2. We wish to restrict our comment to one area of concern, one which is central to the whole purpose of the Bill, and one which, regrettably, threatens substantially to limit its efficacy.

3. Clause 2(1) of the Bill claims to set out the right to administrative justice in accordance with section 3 of the Constitution. However, it quite plainly fails to do so. instead, it gives limited effect to the administrative right contained in the Interim Constitution (Act 200 of 1993).

4. Clause 2(1)(a) to (d) of the Bill is taken almost word for word from section 24 of the Interim Constitution, with this difference: The word 'adversely' qualifies 'affects' and 'affected or threatened' in (a) to (d), whereas it does not appear at all in section 24 of the Interim Constitution. Thus, clause 2(1) not only fails to give effect to the right contained in section 33 of the Constitution, it also falls short of the similar right in the Interim Constitution, and consequently of the 'temporary' right set out as a transitional provision in clause 23(2)(b) of Schedule 6 of the Constitution.

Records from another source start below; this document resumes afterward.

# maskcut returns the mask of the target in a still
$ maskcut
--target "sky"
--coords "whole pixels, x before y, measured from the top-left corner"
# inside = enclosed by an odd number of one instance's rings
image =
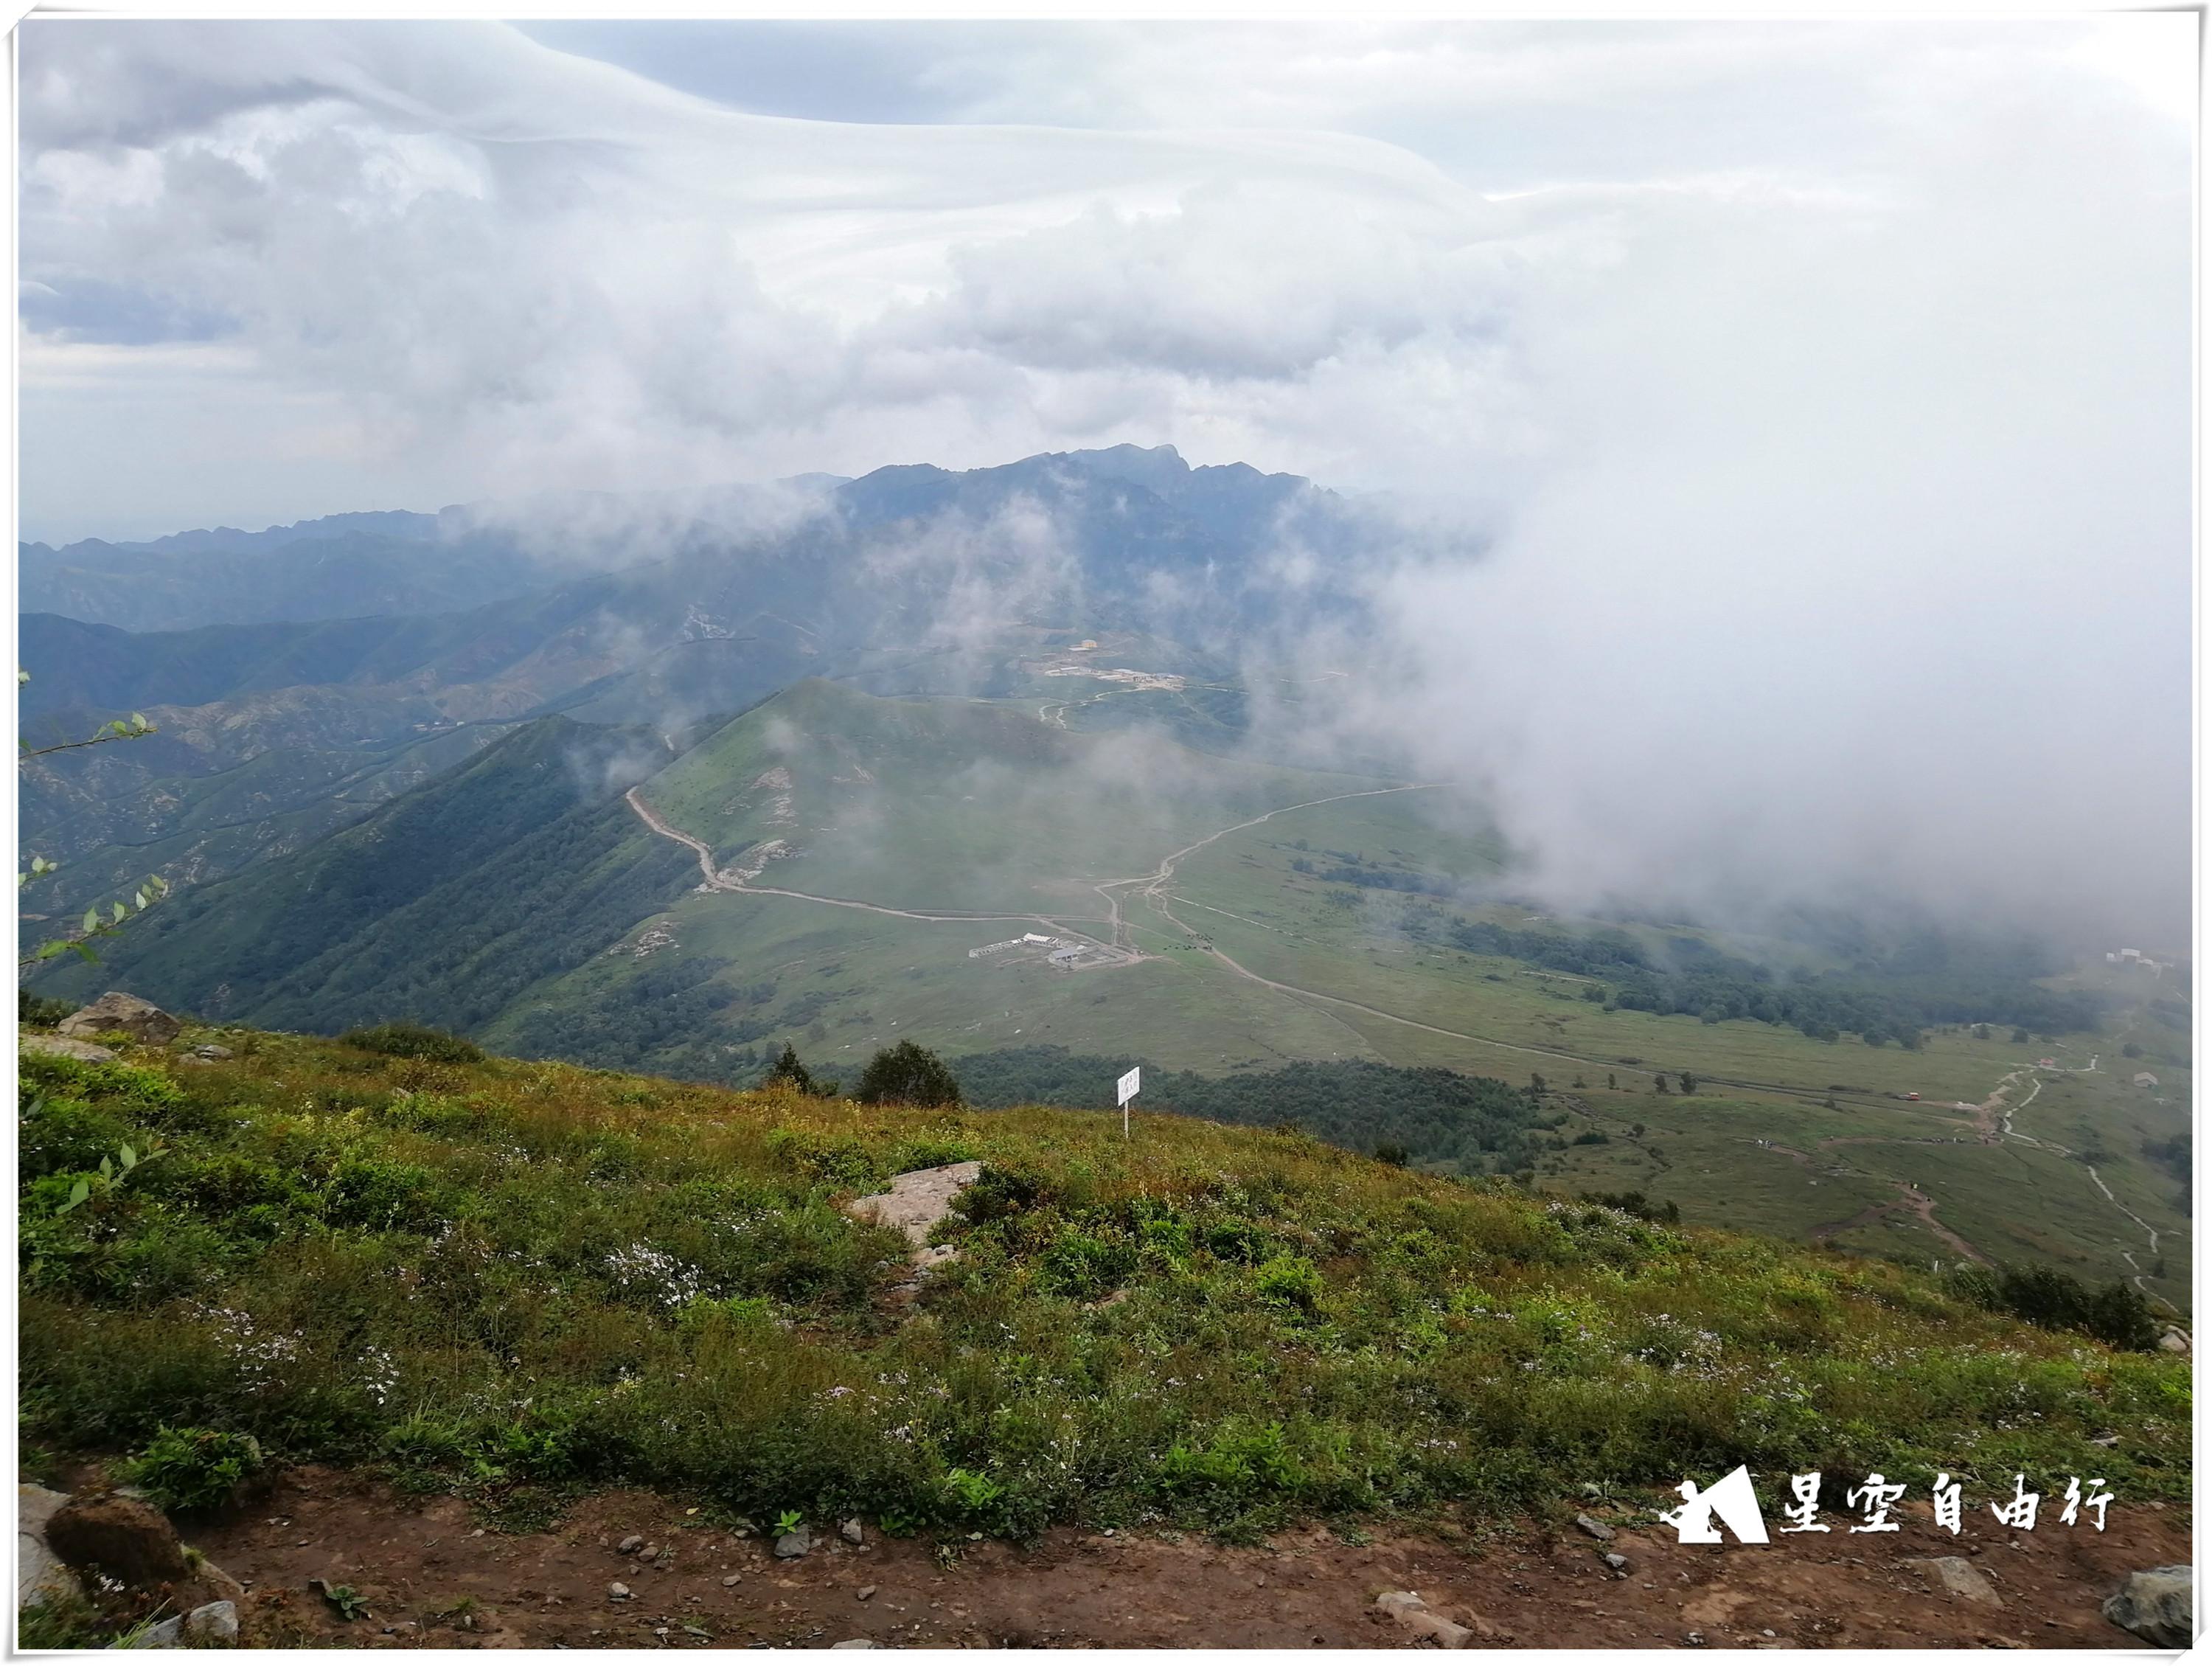
[[[36,18],[22,536],[1172,443],[1495,534],[1371,717],[1563,891],[2148,922],[2196,30]]]

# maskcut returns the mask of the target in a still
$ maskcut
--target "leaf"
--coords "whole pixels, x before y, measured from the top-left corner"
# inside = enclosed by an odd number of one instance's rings
[[[143,914],[146,912],[146,893],[144,891],[139,891],[133,896],[131,900],[137,905],[139,913]]]
[[[131,910],[125,908],[122,903],[118,903],[115,905],[115,923],[119,926],[130,917]]]
[[[106,1180],[112,1177],[114,1173],[115,1164],[113,1161],[108,1158],[101,1158],[100,1159],[100,1177],[102,1180]]]
[[[128,1174],[131,1170],[138,1166],[138,1153],[131,1150],[130,1146],[124,1146],[115,1154],[123,1159],[123,1170],[125,1174]]]
[[[55,1210],[54,1213],[58,1215],[65,1215],[91,1195],[92,1183],[89,1180],[80,1180],[76,1185],[70,1188],[69,1201],[63,1204],[62,1207]]]
[[[98,909],[87,909],[84,911],[84,928],[88,932],[96,932],[100,929],[100,910]]]

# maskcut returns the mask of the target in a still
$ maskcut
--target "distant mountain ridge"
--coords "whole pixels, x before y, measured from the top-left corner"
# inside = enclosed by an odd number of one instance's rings
[[[27,769],[26,838],[65,867],[25,906],[81,910],[142,865],[220,878],[554,712],[665,732],[810,676],[1005,696],[1053,644],[1099,640],[1212,686],[1212,721],[1242,658],[1361,609],[1343,500],[1170,446],[516,514],[534,519],[370,511],[25,546],[21,733],[51,744],[131,711],[164,732]]]

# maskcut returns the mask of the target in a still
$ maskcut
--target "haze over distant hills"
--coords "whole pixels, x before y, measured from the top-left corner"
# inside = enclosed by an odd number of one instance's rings
[[[25,847],[63,866],[22,936],[156,872],[175,896],[38,987],[720,1082],[911,1037],[1000,1101],[1141,1058],[1248,1118],[1238,1081],[1310,1066],[1368,1096],[1317,1129],[1433,1166],[2185,1305],[2154,1240],[2186,1225],[2187,966],[1864,890],[1760,934],[1546,900],[1485,783],[1418,762],[1455,755],[1436,722],[1521,715],[1418,697],[1429,593],[1394,575],[1474,570],[1426,538],[1117,447],[29,549],[27,597],[108,617],[22,617],[27,737],[158,733],[23,768]],[[114,622],[149,617],[180,628]],[[1439,1070],[1559,1097],[1493,1126],[1407,1073]]]
[[[66,739],[131,710],[162,732],[27,771],[27,836],[67,864],[31,906],[81,906],[149,866],[211,879],[296,848],[541,713],[676,728],[810,674],[1004,691],[1055,634],[1142,641],[1152,668],[1219,672],[1270,631],[1322,614],[1341,628],[1358,607],[1355,511],[1297,477],[1193,469],[1169,447],[817,477],[706,508],[576,499],[496,524],[338,516],[237,539],[31,546],[25,733]],[[42,597],[74,611],[40,611]],[[224,622],[99,622],[171,614]]]

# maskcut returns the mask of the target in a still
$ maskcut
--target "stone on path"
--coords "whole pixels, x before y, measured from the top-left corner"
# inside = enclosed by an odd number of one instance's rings
[[[1577,1516],[1575,1517],[1575,1525],[1593,1539],[1610,1539],[1613,1536],[1613,1529],[1593,1517]]]
[[[794,1556],[804,1556],[813,1548],[814,1535],[803,1527],[795,1533],[785,1534],[775,1541],[775,1554],[787,1562]]]
[[[213,1642],[234,1643],[238,1640],[238,1604],[209,1602],[194,1608],[185,1616],[185,1635],[204,1638]]]
[[[46,1523],[69,1494],[25,1481],[15,1489],[15,1607],[55,1602],[83,1589],[46,1544]]]
[[[1979,1602],[1985,1608],[2002,1608],[2004,1599],[1997,1595],[1989,1576],[1963,1556],[1912,1556],[1905,1559],[1917,1567],[1924,1567],[1943,1582],[1943,1589],[1954,1596],[1963,1596],[1969,1602]]]
[[[952,1200],[975,1183],[983,1172],[981,1163],[947,1163],[941,1168],[913,1169],[892,1177],[888,1191],[856,1197],[845,1206],[855,1220],[889,1226],[902,1232],[913,1246],[909,1257],[917,1267],[934,1267],[952,1259],[950,1245],[932,1246],[929,1229],[952,1212]]]
[[[1429,1612],[1418,1591],[1386,1590],[1375,1599],[1375,1606],[1389,1614],[1407,1631],[1431,1639],[1439,1648],[1463,1649],[1468,1639],[1474,1633],[1466,1626],[1455,1625],[1440,1614]]]
[[[2157,1649],[2185,1649],[2196,1641],[2195,1604],[2185,1563],[2146,1568],[2105,1599],[2104,1616]]]

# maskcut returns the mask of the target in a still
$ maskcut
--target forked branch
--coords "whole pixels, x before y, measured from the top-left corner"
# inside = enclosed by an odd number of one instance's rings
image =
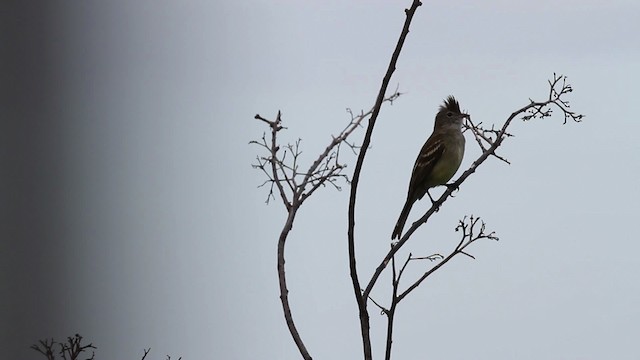
[[[371,353],[371,336],[369,329],[369,312],[367,311],[367,299],[368,293],[362,293],[362,287],[360,286],[360,280],[358,278],[358,269],[356,266],[356,250],[355,250],[355,216],[356,216],[356,195],[358,193],[358,182],[360,180],[360,172],[362,171],[362,165],[364,164],[364,158],[367,154],[367,149],[369,147],[369,143],[371,142],[371,135],[373,134],[373,128],[376,124],[376,120],[378,119],[378,115],[380,114],[380,108],[382,107],[382,102],[384,99],[384,95],[387,92],[387,87],[389,86],[389,82],[391,81],[391,76],[396,69],[396,63],[398,58],[400,57],[400,52],[402,51],[402,46],[409,34],[409,26],[411,25],[411,20],[413,19],[413,15],[415,14],[418,7],[420,7],[422,3],[419,0],[413,0],[411,7],[409,9],[405,9],[405,21],[402,27],[402,31],[400,32],[400,38],[398,39],[398,43],[396,44],[396,48],[393,51],[393,55],[391,56],[391,61],[389,62],[389,66],[387,67],[387,72],[385,73],[382,79],[382,85],[380,86],[380,90],[378,91],[378,97],[376,99],[376,104],[373,107],[373,113],[371,114],[371,118],[369,119],[369,125],[367,126],[367,132],[365,133],[364,140],[362,142],[362,149],[360,149],[360,153],[358,154],[358,160],[356,161],[356,167],[353,171],[353,179],[351,180],[351,192],[349,194],[349,222],[347,228],[347,243],[349,249],[349,274],[351,275],[351,283],[353,285],[353,292],[356,298],[356,303],[358,305],[358,317],[360,319],[360,332],[362,336],[362,350],[364,353],[364,359],[370,360],[373,358]]]
[[[382,102],[393,103],[400,95],[401,93],[396,89]],[[362,122],[367,120],[374,113],[374,110],[375,107],[367,112],[361,111],[358,115],[354,115],[350,109],[347,109],[351,117],[350,122],[337,136],[331,138],[329,144],[306,170],[300,170],[300,154],[302,153],[300,139],[293,144],[284,146],[279,142],[278,135],[286,129],[282,125],[282,114],[278,112],[275,120],[266,119],[259,114],[255,116],[257,120],[269,126],[269,135],[264,133],[260,140],[250,142],[250,144],[258,145],[265,152],[264,155],[256,157],[256,163],[252,166],[262,171],[267,177],[267,180],[260,185],[270,185],[266,202],[269,203],[270,200],[275,199],[275,192],[277,192],[288,213],[277,246],[280,302],[289,333],[304,359],[311,359],[311,355],[302,341],[291,312],[284,257],[286,241],[300,206],[309,196],[320,187],[328,184],[340,190],[339,180],[348,182],[349,179],[343,172],[346,165],[340,160],[341,146],[346,145],[354,151],[359,148],[354,141],[349,141],[350,136],[362,126]]]
[[[462,220],[459,220],[458,226],[456,226],[455,230],[462,231],[462,236],[460,237],[460,241],[458,242],[458,245],[453,249],[453,251],[451,251],[451,253],[449,253],[449,255],[442,258],[442,260],[437,265],[435,265],[434,267],[426,271],[424,274],[422,274],[422,276],[418,280],[416,280],[413,284],[411,284],[411,286],[409,286],[400,295],[398,295],[397,302],[402,301],[402,299],[407,297],[409,293],[411,293],[427,277],[429,277],[429,275],[433,274],[439,268],[444,266],[446,263],[449,262],[449,260],[453,259],[456,255],[462,254],[472,259],[475,259],[475,257],[466,250],[469,245],[481,239],[489,239],[489,240],[495,240],[495,241],[499,240],[498,236],[496,236],[494,231],[491,231],[489,233],[486,232],[486,225],[484,221],[480,220],[479,217],[474,217],[473,215],[469,217],[465,216]],[[432,259],[432,257],[430,257],[429,259]],[[409,258],[409,260],[418,260],[418,259],[421,259],[421,258]]]

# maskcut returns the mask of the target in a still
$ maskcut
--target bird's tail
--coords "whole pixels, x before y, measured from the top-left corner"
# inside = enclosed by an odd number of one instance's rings
[[[392,240],[395,238],[400,239],[400,237],[402,236],[402,228],[404,228],[404,224],[407,222],[407,218],[409,217],[409,212],[411,212],[412,206],[413,206],[413,201],[407,198],[407,202],[404,203],[402,212],[400,212],[400,217],[398,218],[396,227],[393,228],[393,233],[391,234]]]

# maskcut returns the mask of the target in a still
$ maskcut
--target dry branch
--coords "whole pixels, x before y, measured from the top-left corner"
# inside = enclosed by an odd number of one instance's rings
[[[353,285],[353,292],[356,298],[356,303],[358,305],[358,317],[360,319],[360,332],[362,336],[362,349],[364,353],[364,359],[370,360],[373,358],[371,353],[371,335],[369,329],[369,312],[367,311],[367,299],[368,293],[362,293],[362,288],[360,286],[360,280],[358,278],[358,269],[356,266],[356,250],[355,250],[355,213],[356,213],[356,195],[358,193],[358,182],[360,180],[360,172],[362,171],[362,165],[364,164],[364,158],[367,154],[367,149],[369,147],[369,143],[371,142],[371,135],[373,134],[373,128],[376,124],[376,120],[378,115],[380,114],[380,108],[382,107],[382,102],[384,100],[384,94],[387,92],[387,87],[389,86],[389,81],[391,81],[391,76],[396,69],[396,63],[398,61],[398,57],[400,57],[400,52],[402,51],[402,46],[404,45],[405,39],[409,34],[409,26],[411,25],[411,20],[413,16],[418,10],[422,3],[419,0],[413,0],[411,7],[409,9],[405,9],[405,22],[402,26],[402,31],[400,32],[400,38],[398,39],[398,43],[396,44],[396,48],[393,51],[393,55],[391,56],[391,61],[389,62],[389,67],[387,68],[387,72],[382,79],[382,85],[380,86],[380,90],[378,92],[378,97],[376,100],[376,104],[373,107],[374,111],[369,119],[369,125],[367,126],[367,132],[365,133],[364,140],[362,142],[362,149],[358,154],[358,160],[356,161],[356,167],[353,172],[353,179],[351,180],[351,193],[349,196],[349,222],[347,228],[347,242],[349,248],[349,274],[351,275],[351,283]]]
[[[396,89],[393,94],[383,98],[382,103],[393,103],[400,95],[401,93]],[[293,228],[298,209],[309,196],[314,194],[320,187],[326,185],[331,185],[337,190],[341,190],[338,181],[349,181],[346,174],[343,173],[346,164],[340,161],[341,146],[344,144],[353,151],[361,149],[360,146],[355,145],[355,142],[349,142],[349,138],[356,129],[362,127],[362,122],[371,117],[375,111],[376,107],[374,106],[367,112],[361,111],[360,114],[354,115],[351,109],[347,109],[351,117],[349,124],[337,136],[332,136],[326,148],[305,171],[300,171],[301,141],[298,139],[294,144],[284,146],[278,141],[278,134],[286,129],[286,127],[282,126],[282,114],[278,111],[275,120],[266,119],[259,114],[255,116],[257,120],[266,123],[270,129],[270,136],[265,133],[260,140],[250,142],[250,144],[261,147],[266,153],[266,155],[257,156],[256,163],[252,165],[253,168],[262,171],[267,177],[267,180],[259,187],[270,185],[267,203],[275,199],[274,188],[277,189],[276,191],[288,213],[287,220],[280,232],[277,246],[280,302],[289,333],[304,359],[311,359],[311,355],[297,330],[289,303],[284,257],[286,241],[289,232]]]

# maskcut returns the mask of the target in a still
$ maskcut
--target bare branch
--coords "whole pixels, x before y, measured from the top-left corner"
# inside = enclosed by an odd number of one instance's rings
[[[440,254],[432,254],[429,256],[422,256],[422,257],[411,257],[409,260],[429,260],[429,261],[438,261],[438,260],[442,260],[444,259],[444,256],[440,255]]]
[[[383,99],[383,103],[393,104],[393,101],[400,95],[402,93],[396,89],[393,94]],[[271,129],[271,138],[269,140],[267,140],[266,134],[263,133],[260,140],[249,142],[251,145],[258,145],[269,154],[269,156],[257,156],[256,162],[251,165],[254,169],[262,171],[267,177],[267,180],[258,187],[270,185],[265,203],[268,204],[270,200],[275,199],[274,187],[278,189],[287,210],[289,210],[293,202],[292,199],[297,198],[302,203],[320,187],[331,185],[338,191],[342,190],[339,180],[349,183],[349,178],[343,173],[347,165],[339,159],[341,145],[347,145],[354,154],[357,154],[361,147],[354,142],[350,142],[348,140],[349,136],[356,129],[362,127],[362,122],[373,114],[374,108],[372,107],[367,112],[360,111],[358,115],[354,115],[351,109],[347,109],[347,113],[350,115],[350,122],[337,136],[331,137],[331,141],[324,151],[304,172],[299,170],[299,157],[302,154],[301,139],[296,140],[293,144],[284,146],[278,143],[278,132],[286,129],[286,127],[282,126],[281,113],[278,112],[275,121],[268,120],[259,114],[256,115],[256,119],[266,123]],[[280,151],[281,148],[283,148],[282,151]],[[285,191],[285,188],[288,192]]]
[[[478,222],[480,222],[480,229],[477,229]],[[495,232],[492,231],[490,233],[486,233],[485,228],[486,226],[484,221],[481,221],[479,217],[474,217],[473,215],[471,215],[470,217],[465,216],[462,220],[459,220],[455,230],[456,231],[462,230],[462,236],[460,238],[460,241],[456,245],[456,247],[453,249],[453,251],[451,251],[451,253],[449,253],[449,255],[442,258],[442,261],[440,261],[437,265],[435,265],[434,267],[426,271],[418,280],[416,280],[404,292],[398,295],[398,302],[400,302],[407,295],[409,295],[409,293],[411,293],[415,288],[417,288],[427,277],[429,277],[431,274],[433,274],[443,265],[448,263],[456,255],[462,254],[472,259],[475,259],[473,255],[465,251],[465,249],[472,243],[481,239],[489,239],[489,240],[496,240],[496,241],[499,240]]]
[[[401,93],[396,91],[383,99],[384,102],[393,103]],[[359,115],[354,115],[351,109],[347,109],[350,114],[350,122],[345,128],[337,135],[332,136],[329,145],[318,156],[318,158],[309,166],[309,168],[301,172],[299,170],[300,163],[299,157],[302,154],[301,140],[298,139],[293,144],[287,144],[280,146],[278,143],[278,133],[280,130],[286,129],[282,126],[281,113],[278,112],[275,121],[268,120],[259,114],[255,116],[256,119],[266,123],[270,129],[270,139],[267,140],[267,136],[263,133],[260,140],[250,141],[249,144],[258,145],[264,149],[268,156],[257,156],[256,162],[252,164],[254,169],[262,171],[266,180],[258,185],[258,187],[269,186],[269,193],[267,194],[266,203],[270,200],[275,200],[274,187],[278,189],[280,198],[289,213],[287,221],[280,233],[278,240],[278,277],[280,284],[280,299],[282,303],[283,312],[285,314],[285,320],[289,327],[289,332],[300,350],[303,358],[310,359],[310,355],[302,342],[302,339],[296,329],[291,314],[291,307],[288,300],[288,289],[286,285],[286,273],[285,273],[285,259],[284,248],[289,231],[293,226],[296,213],[302,203],[310,197],[320,187],[327,185],[333,186],[337,190],[341,190],[339,180],[345,180],[347,183],[349,179],[343,170],[346,165],[340,161],[340,147],[342,144],[346,144],[352,151],[360,149],[359,146],[353,142],[349,142],[348,138],[353,132],[362,127],[362,122],[369,118],[375,110],[375,106],[367,111],[361,111]],[[282,148],[282,149],[281,149]]]
[[[378,304],[378,302],[376,302],[371,296],[369,296],[369,300],[371,300],[371,302],[380,309],[380,315],[386,315],[389,312],[389,310]]]
[[[399,284],[400,283],[400,278],[402,278],[402,273],[404,273],[404,269],[407,268],[407,265],[409,265],[409,262],[413,260],[411,253],[409,253],[409,256],[407,256],[407,260],[405,260],[404,264],[402,264],[402,267],[400,268],[400,272],[398,272],[398,276],[394,276],[395,281]]]
[[[39,340],[40,345],[34,344],[31,345],[31,349],[41,353],[42,355],[47,357],[47,360],[54,360],[55,356],[53,355],[53,346],[56,344],[53,339],[51,340]],[[42,347],[40,347],[42,346]]]
[[[144,355],[142,355],[142,359],[140,360],[144,360],[147,357],[147,354],[149,354],[149,351],[151,351],[151,348],[148,349],[142,349],[144,351]]]
[[[60,355],[62,355],[62,358],[65,360],[67,360],[67,356],[69,356],[68,360],[79,360],[78,356],[80,356],[81,353],[85,352],[88,349],[95,348],[96,347],[93,346],[92,343],[89,343],[88,345],[82,345],[82,336],[76,334],[74,337],[69,336],[67,338],[66,344],[60,344]],[[91,357],[87,358],[86,360],[93,360],[95,355],[95,352],[92,351]]]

5. The memorandum to the Bill offers no explanation or motivation for what is a significant curtailment of the constitutional right. Neither do either of the draft Bills compiled by the South African Law Commission propose such a limitation.

6. The drafters of the Constitution clearly intended to provide a much wider right than that set out in the Interim Constitution; otherwise, they could simply have replicated the latter's section 24 when drawing up the `final' Constitution. Given that they did not do so, it is difficult to imagine why the drafters of the current Bill have taken it upon themselves to attempt to eviscerate the right in this fashion.

7. We suggest that the Bill, as it stands, fails to satisfy section 33(3) of the Constitution in that it clearly does not 'give effect' to the right in section 33(1). We further suggest that the limitations clause (section 36 of the Constitution) cannot rescue the Bill. The limitation the Bill attempts to impose cannot be said to be reasonable and justifiable in the light of section 36(I)(a) to (e).

8. It is worth mentioning that an analogous situation arose with the Open Democracy Bill recently. That Bill failed to give effect to section 32(I)(b) of the Constitution (access to privately held information), with the result that the Ad Hoc Committee considering the Bill had to instruct the drafters to rework it.

9) We therefore submit that clause 2(1) of the Bill be amended to read as follows:

In accordance with Section 33 of the Constitution, every person has the right to -
(a) administrative action that is lawful, reasonable and procedurally fair;
(b) be furnished with written reasons for administrative action which adversely affects any of his or her rights or interests, unless the reasons for such action have been made public; and
(c) administrative action which is justifiable in relation to the reasons given for it.